First the chicken...
And then everything else, because I got too lazy to take intermediary pictures. The egg helps the filling cohere. I added one tablespoon of sesame oil and three tablespoons of soy sauce. At home I use one tablespoon of light and one tablespoon of dark, but in Pittsburgh we didn't have light and dark soy sauce. As for the ginger, I just shook it in until I figured it was enough. If you use fresh ginger, that is another ingredient to be minced.
Mmm, smells good. Don't eat it though. Unless you like salmonella.
Time to wrap. Make sure you have a bowl of water handy to help with adhesion of wonton edges.
Put filling in the center.

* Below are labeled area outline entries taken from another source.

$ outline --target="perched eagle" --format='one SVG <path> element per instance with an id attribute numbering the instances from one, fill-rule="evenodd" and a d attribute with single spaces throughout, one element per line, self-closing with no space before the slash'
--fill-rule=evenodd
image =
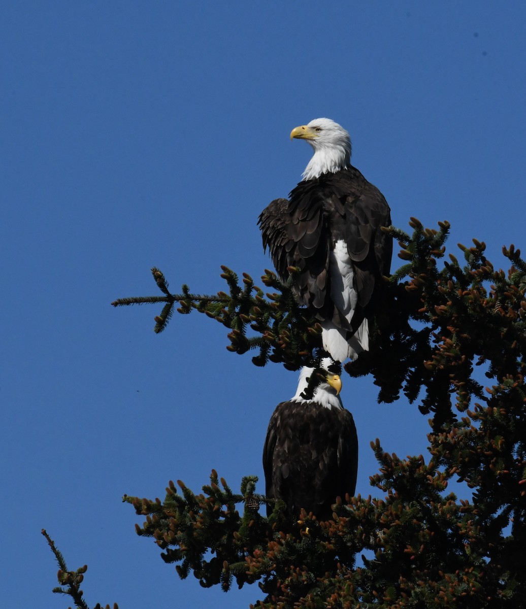
<path id="1" fill-rule="evenodd" d="M 375 287 L 391 266 L 393 242 L 380 230 L 391 225 L 380 191 L 350 164 L 349 133 L 328 118 L 297 127 L 291 139 L 306 139 L 314 155 L 289 199 L 278 199 L 260 216 L 283 280 L 299 269 L 294 286 L 323 328 L 324 349 L 335 361 L 369 349 Z"/>
<path id="2" fill-rule="evenodd" d="M 278 404 L 271 417 L 263 470 L 267 497 L 283 499 L 296 518 L 304 508 L 326 520 L 336 497 L 344 499 L 346 493 L 354 495 L 358 437 L 352 415 L 338 395 L 341 381 L 338 375 L 324 370 L 325 381 L 312 400 L 302 396 L 314 371 L 302 368 L 296 395 Z M 271 512 L 268 506 L 267 513 Z"/>

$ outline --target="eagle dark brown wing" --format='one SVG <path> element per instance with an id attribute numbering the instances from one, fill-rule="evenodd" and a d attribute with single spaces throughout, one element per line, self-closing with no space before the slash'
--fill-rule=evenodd
<path id="1" fill-rule="evenodd" d="M 288 267 L 299 268 L 296 294 L 300 304 L 352 334 L 367 316 L 377 281 L 389 273 L 392 240 L 380 230 L 391 224 L 387 202 L 352 166 L 300 182 L 290 197 L 272 201 L 260 216 L 263 246 L 283 280 Z M 352 327 L 331 296 L 330 253 L 340 240 L 347 245 L 358 292 L 360 311 Z"/>
<path id="2" fill-rule="evenodd" d="M 348 410 L 315 403 L 277 406 L 263 449 L 266 494 L 283 499 L 291 516 L 304 508 L 330 518 L 337 496 L 354 495 L 357 469 L 358 436 Z"/>

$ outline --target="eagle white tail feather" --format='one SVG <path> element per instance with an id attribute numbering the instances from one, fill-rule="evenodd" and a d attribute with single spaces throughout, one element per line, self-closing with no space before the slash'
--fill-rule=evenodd
<path id="1" fill-rule="evenodd" d="M 338 328 L 332 322 L 322 322 L 321 326 L 323 348 L 335 361 L 343 362 L 347 357 L 354 361 L 363 351 L 369 351 L 369 323 L 366 319 L 350 339 L 347 338 L 346 330 Z"/>

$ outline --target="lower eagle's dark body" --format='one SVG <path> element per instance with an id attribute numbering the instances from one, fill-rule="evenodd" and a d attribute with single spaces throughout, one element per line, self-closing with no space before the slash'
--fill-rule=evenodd
<path id="1" fill-rule="evenodd" d="M 380 228 L 391 216 L 382 194 L 349 166 L 300 182 L 288 200 L 272 201 L 258 224 L 281 278 L 288 267 L 299 269 L 299 303 L 350 338 L 370 316 L 375 287 L 389 272 L 392 239 Z"/>
<path id="2" fill-rule="evenodd" d="M 268 497 L 283 499 L 296 518 L 304 508 L 327 519 L 337 496 L 354 495 L 357 468 L 358 436 L 349 410 L 315 402 L 278 404 L 263 450 Z"/>

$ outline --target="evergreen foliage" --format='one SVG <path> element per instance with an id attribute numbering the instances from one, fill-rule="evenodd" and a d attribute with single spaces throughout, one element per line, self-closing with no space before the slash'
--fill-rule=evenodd
<path id="1" fill-rule="evenodd" d="M 182 578 L 227 590 L 258 582 L 260 607 L 517 607 L 526 593 L 526 262 L 513 245 L 511 263 L 496 270 L 485 245 L 459 245 L 464 261 L 444 258 L 447 222 L 424 228 L 411 219 L 410 235 L 386 230 L 405 261 L 386 278 L 371 350 L 346 365 L 351 376 L 371 374 L 379 400 L 403 393 L 430 418 L 427 459 L 400 459 L 372 445 L 379 473 L 371 477 L 378 498 L 344 498 L 333 518 L 302 513 L 287 521 L 282 502 L 269 502 L 243 479 L 233 494 L 212 472 L 203 493 L 171 482 L 165 501 L 124 498 L 146 516 L 139 535 L 152 537 Z M 441 264 L 439 264 L 441 261 Z M 294 269 L 291 269 L 293 272 Z M 223 323 L 229 350 L 258 350 L 290 369 L 318 365 L 324 353 L 315 320 L 294 301 L 290 284 L 266 271 L 265 295 L 244 275 L 223 267 L 229 293 L 171 295 L 162 274 L 154 276 L 166 303 L 156 318 L 160 331 L 179 303 Z M 113 304 L 152 301 L 123 299 Z M 483 365 L 491 386 L 474 375 Z M 472 404 L 472 402 L 474 403 Z M 469 501 L 448 492 L 464 481 Z M 379 491 L 380 493 L 379 493 Z M 363 555 L 366 552 L 366 555 Z"/>
<path id="2" fill-rule="evenodd" d="M 125 496 L 146 516 L 138 533 L 153 538 L 181 578 L 193 573 L 224 591 L 234 581 L 257 582 L 264 597 L 256 606 L 265 608 L 524 605 L 526 262 L 511 245 L 503 249 L 511 268 L 496 270 L 474 239 L 459 245 L 461 263 L 452 254 L 446 259 L 449 224 L 410 224 L 411 235 L 384 229 L 398 240 L 405 264 L 385 278 L 370 351 L 345 370 L 372 375 L 379 400 L 403 393 L 429 418 L 427 458 L 400 459 L 377 440 L 375 496 L 338 499 L 326 522 L 304 512 L 290 522 L 282 501 L 255 493 L 254 477 L 235 494 L 213 471 L 200 494 L 179 481 L 179 491 L 170 482 L 163 501 Z M 290 283 L 266 271 L 265 294 L 249 276 L 240 285 L 222 270 L 228 293 L 197 295 L 183 286 L 171 294 L 154 269 L 162 295 L 113 304 L 163 303 L 157 332 L 179 304 L 179 313 L 196 310 L 225 325 L 227 348 L 256 351 L 257 365 L 319 365 L 320 326 L 297 306 Z M 474 374 L 476 366 L 491 386 Z M 448 491 L 453 481 L 472 490 L 469 501 Z M 259 513 L 267 503 L 274 506 L 268 518 Z"/>
<path id="3" fill-rule="evenodd" d="M 46 538 L 51 551 L 59 563 L 59 572 L 57 574 L 57 579 L 60 586 L 54 588 L 52 591 L 56 594 L 66 594 L 71 596 L 75 603 L 76 609 L 90 609 L 84 598 L 84 593 L 80 590 L 80 584 L 84 580 L 84 574 L 88 570 L 87 565 L 80 567 L 75 571 L 68 570 L 66 565 L 66 561 L 62 553 L 55 545 L 55 542 L 51 539 L 45 529 L 42 529 L 42 535 Z M 62 588 L 61 586 L 66 586 L 66 588 Z M 69 609 L 71 609 L 71 607 Z M 102 609 L 100 603 L 97 603 L 93 609 Z M 110 609 L 110 605 L 106 605 L 104 609 Z M 113 609 L 119 609 L 119 606 L 116 603 L 113 604 Z"/>

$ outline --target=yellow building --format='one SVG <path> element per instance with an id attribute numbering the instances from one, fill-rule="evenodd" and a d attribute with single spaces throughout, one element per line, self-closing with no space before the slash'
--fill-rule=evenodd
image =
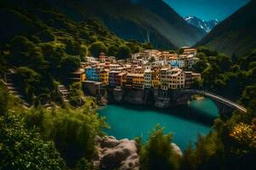
<path id="1" fill-rule="evenodd" d="M 160 78 L 159 78 L 159 69 L 153 69 L 151 71 L 151 82 L 154 88 L 159 88 Z"/>
<path id="2" fill-rule="evenodd" d="M 132 79 L 133 88 L 143 89 L 144 88 L 144 75 L 143 74 L 133 74 Z"/>
<path id="3" fill-rule="evenodd" d="M 185 88 L 185 73 L 179 68 L 174 68 L 168 76 L 168 88 L 170 89 L 181 89 Z"/>
<path id="4" fill-rule="evenodd" d="M 84 82 L 85 81 L 84 69 L 79 69 L 78 71 L 72 72 L 69 76 L 71 82 Z"/>
<path id="5" fill-rule="evenodd" d="M 100 80 L 103 83 L 108 85 L 109 70 L 104 69 L 100 72 Z"/>
<path id="6" fill-rule="evenodd" d="M 117 76 L 117 86 L 124 87 L 126 82 L 126 75 L 127 72 L 120 72 Z"/>

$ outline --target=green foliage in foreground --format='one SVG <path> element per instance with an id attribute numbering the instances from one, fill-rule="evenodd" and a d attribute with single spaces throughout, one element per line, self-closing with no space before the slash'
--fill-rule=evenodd
<path id="1" fill-rule="evenodd" d="M 95 137 L 102 135 L 107 127 L 104 119 L 94 110 L 84 109 L 33 109 L 26 116 L 31 129 L 37 127 L 48 140 L 53 140 L 68 166 L 81 158 L 90 159 L 96 154 Z"/>
<path id="2" fill-rule="evenodd" d="M 0 169 L 65 169 L 55 144 L 26 129 L 20 114 L 0 117 Z"/>
<path id="3" fill-rule="evenodd" d="M 173 150 L 172 135 L 164 134 L 164 129 L 157 126 L 151 133 L 147 144 L 140 149 L 142 169 L 178 169 L 181 157 Z"/>
<path id="4" fill-rule="evenodd" d="M 107 127 L 93 100 L 79 109 L 26 109 L 2 82 L 0 97 L 0 169 L 92 167 L 95 137 Z"/>

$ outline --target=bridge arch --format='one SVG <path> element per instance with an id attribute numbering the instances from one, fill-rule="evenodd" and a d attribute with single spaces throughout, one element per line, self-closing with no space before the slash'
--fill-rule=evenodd
<path id="1" fill-rule="evenodd" d="M 219 114 L 232 113 L 234 110 L 238 110 L 241 112 L 246 113 L 247 109 L 243 106 L 215 94 L 194 89 L 179 90 L 173 94 L 173 99 L 177 103 L 185 103 L 190 99 L 195 94 L 203 95 L 213 100 L 218 109 Z"/>

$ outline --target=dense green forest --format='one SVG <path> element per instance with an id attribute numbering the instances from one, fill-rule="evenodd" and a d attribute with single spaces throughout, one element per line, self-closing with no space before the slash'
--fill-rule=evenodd
<path id="1" fill-rule="evenodd" d="M 0 32 L 1 78 L 15 70 L 15 83 L 35 105 L 26 108 L 1 81 L 0 169 L 96 168 L 91 163 L 95 137 L 104 135 L 108 125 L 79 83 L 70 84 L 71 105 L 61 102 L 56 87 L 67 82 L 87 54 L 105 52 L 122 58 L 152 47 L 124 41 L 96 20 L 76 22 L 57 10 L 0 4 L 5 23 Z M 220 115 L 212 132 L 199 136 L 183 156 L 174 153 L 172 135 L 157 127 L 145 144 L 137 139 L 141 168 L 255 169 L 256 50 L 238 58 L 199 48 L 197 57 L 194 70 L 202 72 L 203 79 L 196 88 L 237 100 L 247 112 Z M 46 103 L 52 104 L 50 110 L 41 106 Z"/>
<path id="2" fill-rule="evenodd" d="M 124 41 L 96 20 L 76 22 L 58 10 L 1 3 L 1 73 L 16 71 L 15 83 L 32 103 L 60 102 L 57 85 L 67 84 L 69 74 L 87 55 L 101 52 L 119 58 L 152 48 L 136 40 Z"/>

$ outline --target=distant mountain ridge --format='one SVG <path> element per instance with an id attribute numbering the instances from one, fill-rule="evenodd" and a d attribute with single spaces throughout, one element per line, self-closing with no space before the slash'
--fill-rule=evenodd
<path id="1" fill-rule="evenodd" d="M 206 32 L 210 32 L 218 23 L 219 20 L 215 19 L 212 20 L 203 20 L 196 16 L 185 16 L 184 20 L 190 25 L 204 30 Z"/>
<path id="2" fill-rule="evenodd" d="M 155 48 L 192 46 L 205 32 L 186 23 L 162 0 L 14 0 L 20 6 L 55 8 L 75 21 L 95 19 L 117 36 L 128 40 L 149 41 Z"/>
<path id="3" fill-rule="evenodd" d="M 219 23 L 195 46 L 204 45 L 225 53 L 245 55 L 256 48 L 256 1 L 252 0 Z"/>

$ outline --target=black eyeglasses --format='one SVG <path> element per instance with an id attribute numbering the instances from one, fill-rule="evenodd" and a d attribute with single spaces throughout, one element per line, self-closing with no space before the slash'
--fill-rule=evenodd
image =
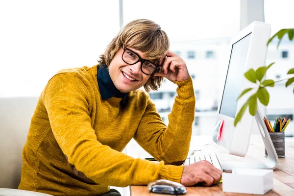
<path id="1" fill-rule="evenodd" d="M 134 51 L 124 47 L 123 45 L 122 45 L 122 48 L 123 52 L 122 58 L 126 63 L 129 65 L 134 65 L 138 61 L 141 61 L 141 71 L 146 75 L 152 75 L 159 70 L 159 68 L 157 64 L 143 59 Z"/>

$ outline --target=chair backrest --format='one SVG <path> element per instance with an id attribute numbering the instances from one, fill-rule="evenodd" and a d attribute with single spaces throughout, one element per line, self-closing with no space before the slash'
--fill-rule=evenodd
<path id="1" fill-rule="evenodd" d="M 0 98 L 0 188 L 17 188 L 37 97 Z"/>

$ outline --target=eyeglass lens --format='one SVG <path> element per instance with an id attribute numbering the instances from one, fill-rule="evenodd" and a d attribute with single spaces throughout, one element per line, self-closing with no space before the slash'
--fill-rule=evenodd
<path id="1" fill-rule="evenodd" d="M 138 62 L 139 57 L 132 51 L 126 49 L 122 55 L 122 59 L 127 63 L 133 64 Z M 148 74 L 152 74 L 156 68 L 155 65 L 148 61 L 144 61 L 141 67 L 143 73 Z"/>

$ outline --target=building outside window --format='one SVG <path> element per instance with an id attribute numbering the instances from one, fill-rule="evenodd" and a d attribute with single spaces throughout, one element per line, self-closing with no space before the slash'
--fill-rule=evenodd
<path id="1" fill-rule="evenodd" d="M 214 52 L 213 51 L 206 51 L 206 58 L 214 58 Z"/>
<path id="2" fill-rule="evenodd" d="M 151 99 L 162 99 L 163 97 L 163 93 L 155 92 L 149 94 L 150 98 Z"/>
<path id="3" fill-rule="evenodd" d="M 181 56 L 181 52 L 180 51 L 175 51 L 174 53 L 175 53 L 176 54 L 178 55 L 179 56 Z"/>
<path id="4" fill-rule="evenodd" d="M 188 58 L 195 58 L 195 51 L 193 50 L 189 50 L 188 51 Z"/>
<path id="5" fill-rule="evenodd" d="M 282 51 L 282 58 L 287 58 L 288 55 L 288 51 Z"/>
<path id="6" fill-rule="evenodd" d="M 194 125 L 199 126 L 199 117 L 195 117 L 195 119 L 194 120 Z"/>

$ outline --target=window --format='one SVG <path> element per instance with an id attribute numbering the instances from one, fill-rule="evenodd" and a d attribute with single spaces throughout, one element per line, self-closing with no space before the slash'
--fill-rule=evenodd
<path id="1" fill-rule="evenodd" d="M 188 51 L 188 58 L 195 58 L 195 52 L 193 50 L 189 50 Z"/>
<path id="2" fill-rule="evenodd" d="M 288 51 L 282 51 L 282 58 L 287 58 L 288 52 Z"/>
<path id="3" fill-rule="evenodd" d="M 212 59 L 214 58 L 214 52 L 213 51 L 206 51 L 206 58 Z"/>
<path id="4" fill-rule="evenodd" d="M 195 99 L 196 100 L 199 100 L 199 99 L 200 98 L 200 92 L 199 90 L 195 91 L 194 92 L 194 93 L 195 94 Z"/>
<path id="5" fill-rule="evenodd" d="M 195 126 L 199 126 L 199 117 L 195 117 L 195 119 L 194 120 L 194 125 Z"/>
<path id="6" fill-rule="evenodd" d="M 170 97 L 171 97 L 171 98 L 174 98 L 174 96 L 175 96 L 176 94 L 176 92 L 169 92 L 169 95 L 170 95 Z"/>
<path id="7" fill-rule="evenodd" d="M 175 51 L 174 53 L 175 53 L 176 54 L 178 55 L 179 56 L 181 55 L 181 52 L 180 51 Z"/>
<path id="8" fill-rule="evenodd" d="M 161 92 L 152 93 L 149 94 L 151 99 L 162 99 L 163 93 Z"/>

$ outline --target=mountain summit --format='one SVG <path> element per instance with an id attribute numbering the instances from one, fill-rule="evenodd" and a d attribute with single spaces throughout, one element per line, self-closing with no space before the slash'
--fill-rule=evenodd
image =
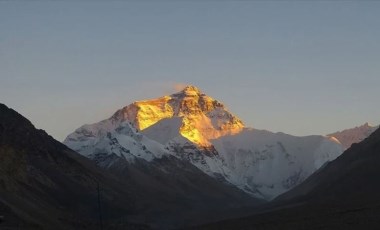
<path id="1" fill-rule="evenodd" d="M 134 102 L 113 117 L 131 121 L 140 131 L 164 119 L 178 118 L 179 134 L 202 147 L 211 146 L 210 140 L 236 134 L 244 127 L 222 103 L 192 85 L 170 96 Z"/>
<path id="2" fill-rule="evenodd" d="M 115 164 L 104 160 L 110 155 L 130 164 L 174 156 L 263 199 L 291 189 L 343 152 L 340 143 L 325 136 L 246 128 L 194 86 L 134 102 L 109 119 L 80 127 L 64 143 L 102 167 Z"/>

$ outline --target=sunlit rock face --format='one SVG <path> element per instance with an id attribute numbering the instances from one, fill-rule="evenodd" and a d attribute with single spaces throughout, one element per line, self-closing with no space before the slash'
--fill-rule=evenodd
<path id="1" fill-rule="evenodd" d="M 114 115 L 118 120 L 133 122 L 140 131 L 173 117 L 182 119 L 179 133 L 202 147 L 211 146 L 210 140 L 239 133 L 244 127 L 223 104 L 194 86 L 170 96 L 134 102 Z"/>

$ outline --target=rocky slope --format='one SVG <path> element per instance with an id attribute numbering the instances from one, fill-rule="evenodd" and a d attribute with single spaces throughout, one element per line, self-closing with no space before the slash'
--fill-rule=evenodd
<path id="1" fill-rule="evenodd" d="M 191 229 L 378 229 L 380 129 L 250 217 Z"/>
<path id="2" fill-rule="evenodd" d="M 134 102 L 109 119 L 80 127 L 64 143 L 91 159 L 115 154 L 133 163 L 175 156 L 264 199 L 289 190 L 343 152 L 334 138 L 245 128 L 222 103 L 194 86 Z"/>
<path id="3" fill-rule="evenodd" d="M 97 167 L 0 104 L 0 228 L 99 228 L 98 183 L 104 229 L 170 229 L 262 202 L 188 162 L 144 150 L 153 141 L 124 125 L 105 134 L 110 152 L 92 153 Z M 117 138 L 131 148 L 136 141 L 136 156 Z"/>
<path id="4" fill-rule="evenodd" d="M 97 228 L 98 184 L 104 221 L 136 212 L 123 181 L 0 104 L 0 228 Z"/>
<path id="5" fill-rule="evenodd" d="M 331 133 L 327 136 L 336 138 L 343 145 L 344 149 L 348 149 L 352 144 L 359 143 L 367 138 L 378 127 L 379 126 L 372 126 L 367 122 L 364 125 Z"/>

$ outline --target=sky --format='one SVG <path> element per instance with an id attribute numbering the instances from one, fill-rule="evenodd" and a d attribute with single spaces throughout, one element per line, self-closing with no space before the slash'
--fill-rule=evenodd
<path id="1" fill-rule="evenodd" d="M 0 1 L 0 103 L 62 141 L 195 85 L 246 126 L 380 124 L 380 1 Z"/>

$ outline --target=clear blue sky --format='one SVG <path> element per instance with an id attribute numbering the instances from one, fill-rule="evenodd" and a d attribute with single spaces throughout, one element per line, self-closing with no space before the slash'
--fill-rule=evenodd
<path id="1" fill-rule="evenodd" d="M 0 1 L 0 102 L 63 140 L 193 84 L 247 126 L 380 123 L 379 1 Z"/>

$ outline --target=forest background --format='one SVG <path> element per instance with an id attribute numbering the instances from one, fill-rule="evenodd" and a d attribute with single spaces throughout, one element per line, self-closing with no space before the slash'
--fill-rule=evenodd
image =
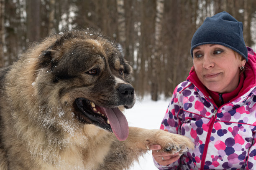
<path id="1" fill-rule="evenodd" d="M 194 33 L 223 11 L 243 22 L 256 50 L 255 0 L 0 0 L 0 67 L 49 35 L 93 27 L 123 47 L 140 98 L 169 98 L 192 65 Z"/>

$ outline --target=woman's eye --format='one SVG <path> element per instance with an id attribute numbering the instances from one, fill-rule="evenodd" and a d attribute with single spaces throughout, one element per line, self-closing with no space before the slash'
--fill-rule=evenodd
<path id="1" fill-rule="evenodd" d="M 202 56 L 202 55 L 201 54 L 195 54 L 194 56 L 195 56 L 196 58 L 200 58 Z"/>
<path id="2" fill-rule="evenodd" d="M 215 54 L 220 54 L 222 52 L 223 52 L 223 51 L 222 50 L 215 50 L 213 52 L 213 53 Z"/>

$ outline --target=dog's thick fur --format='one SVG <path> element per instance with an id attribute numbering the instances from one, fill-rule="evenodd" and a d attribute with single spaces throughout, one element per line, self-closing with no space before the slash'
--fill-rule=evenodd
<path id="1" fill-rule="evenodd" d="M 119 129 L 107 115 L 110 128 L 108 110 L 121 115 L 117 107 L 135 101 L 132 69 L 118 47 L 91 30 L 67 31 L 1 70 L 0 170 L 128 169 L 150 145 L 181 153 L 193 147 L 159 130 L 129 127 L 126 139 L 126 120 Z"/>

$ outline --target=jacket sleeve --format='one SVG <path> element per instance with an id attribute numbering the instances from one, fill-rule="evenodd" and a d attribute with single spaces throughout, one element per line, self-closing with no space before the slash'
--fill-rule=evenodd
<path id="1" fill-rule="evenodd" d="M 247 159 L 246 167 L 245 168 L 246 170 L 256 170 L 256 134 L 254 134 L 254 144 L 250 148 L 248 159 Z"/>
<path id="2" fill-rule="evenodd" d="M 175 134 L 181 134 L 180 123 L 178 118 L 178 114 L 180 110 L 180 107 L 179 106 L 178 100 L 177 96 L 179 92 L 177 92 L 176 87 L 174 92 L 174 94 L 172 98 L 169 105 L 164 117 L 160 126 L 160 129 L 167 131 L 171 133 Z M 154 159 L 153 160 L 155 166 L 159 170 L 177 170 L 179 165 L 179 160 L 176 161 L 173 163 L 167 165 L 161 166 L 159 165 Z"/>

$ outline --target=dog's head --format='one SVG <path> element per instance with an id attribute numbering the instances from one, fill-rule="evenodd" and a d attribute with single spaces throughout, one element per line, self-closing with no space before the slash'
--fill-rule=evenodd
<path id="1" fill-rule="evenodd" d="M 120 140 L 127 138 L 127 121 L 118 107 L 132 108 L 135 95 L 132 68 L 118 45 L 90 30 L 67 32 L 57 35 L 38 61 L 39 96 L 57 92 L 80 123 L 113 132 Z"/>

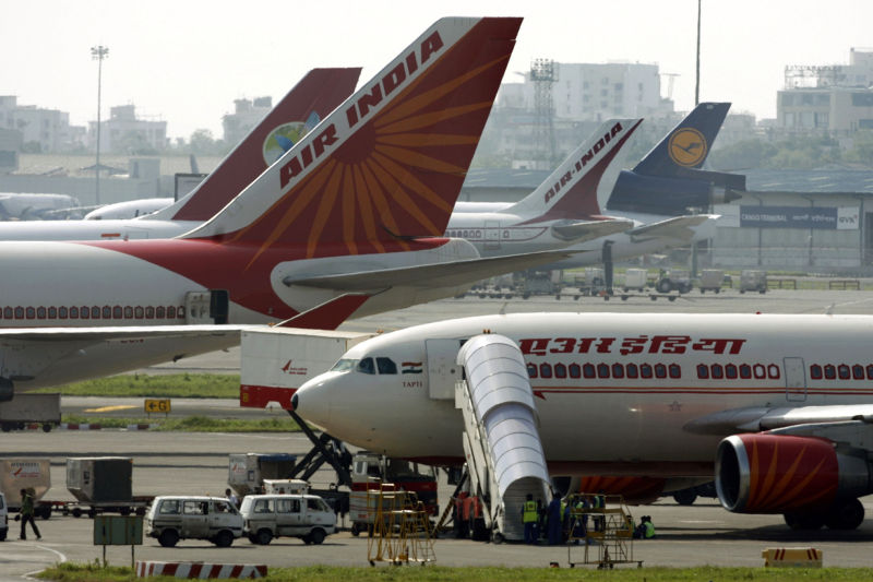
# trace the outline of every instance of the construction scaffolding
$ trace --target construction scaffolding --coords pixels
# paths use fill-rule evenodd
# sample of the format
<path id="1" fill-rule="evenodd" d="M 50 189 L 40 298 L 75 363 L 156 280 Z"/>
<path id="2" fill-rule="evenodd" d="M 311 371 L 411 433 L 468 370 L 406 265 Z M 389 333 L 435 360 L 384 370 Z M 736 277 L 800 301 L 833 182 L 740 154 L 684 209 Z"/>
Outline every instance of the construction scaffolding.
<path id="1" fill-rule="evenodd" d="M 367 506 L 375 507 L 373 533 L 367 543 L 370 566 L 378 561 L 423 566 L 436 560 L 428 512 L 414 492 L 383 483 L 367 496 Z"/>
<path id="2" fill-rule="evenodd" d="M 612 569 L 634 559 L 634 519 L 620 495 L 576 494 L 567 499 L 570 512 L 567 562 Z M 582 554 L 582 560 L 578 555 Z"/>

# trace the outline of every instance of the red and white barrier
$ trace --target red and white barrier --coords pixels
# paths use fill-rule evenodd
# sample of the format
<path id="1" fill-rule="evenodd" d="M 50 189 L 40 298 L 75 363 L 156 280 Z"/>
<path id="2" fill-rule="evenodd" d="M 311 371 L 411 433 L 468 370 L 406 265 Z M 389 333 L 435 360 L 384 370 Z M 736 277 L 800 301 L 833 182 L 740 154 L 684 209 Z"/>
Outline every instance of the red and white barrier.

Start small; if you put too much the dumpling gets harder to wrap. Then line the top edges of the wonton skin with water. Just dip your finger in the water bowl and dab it on.
Fold in half. Press on the edges to seal them. Make sure there aren't air pockets inside.
Then, dab the bottom left corner of the folded wonton with water. Fold the top down toward you.
This is the tricky part. I had only one free hand so I couldn't take a good picture. Twist the wonton so that the back side of the right corner meets the front side of the left corner (where you just dabbed water). Press it a little to make sure it holds.
Tada! You now have a wonton. Don't stress too much if it's folded improperly. Even if it's poorly folded, it'll probably still hold together when you boil it, and that's really all that counts. They taste delicious either way. I stored the wontons on a piece of wax paper, lightly floured (so they don't stick), on top of a baking tray.
After you get the hang of it, folding wontons becomes kind of meditative. In no time at all you will have filled up an entire tray. Hopefully you will have used up all your skins, because they dry out and get hard and become nigh unusable.
Wontons taste best when they're freshly wrapped. Boil them until they float and then serve with soup. My favorite soup to have wontons with is clear chicken broth with green onions, and hot sauce on the side. You can also have them without soup, and dip them in condiments like sacha sauce, soy sauce, vinegar, hot sauce...
If you made too many to finish in one sitting, just freeze the wontons. First freeze them on whatever tray you put them on. Then, after they are hard, you can store them more conveniently in ziplocks. They have to be frozen before storing in bags, otherwise they will stick together in the bag and come apart when you boil them. There is no need to thaw frozen wontons before boiling.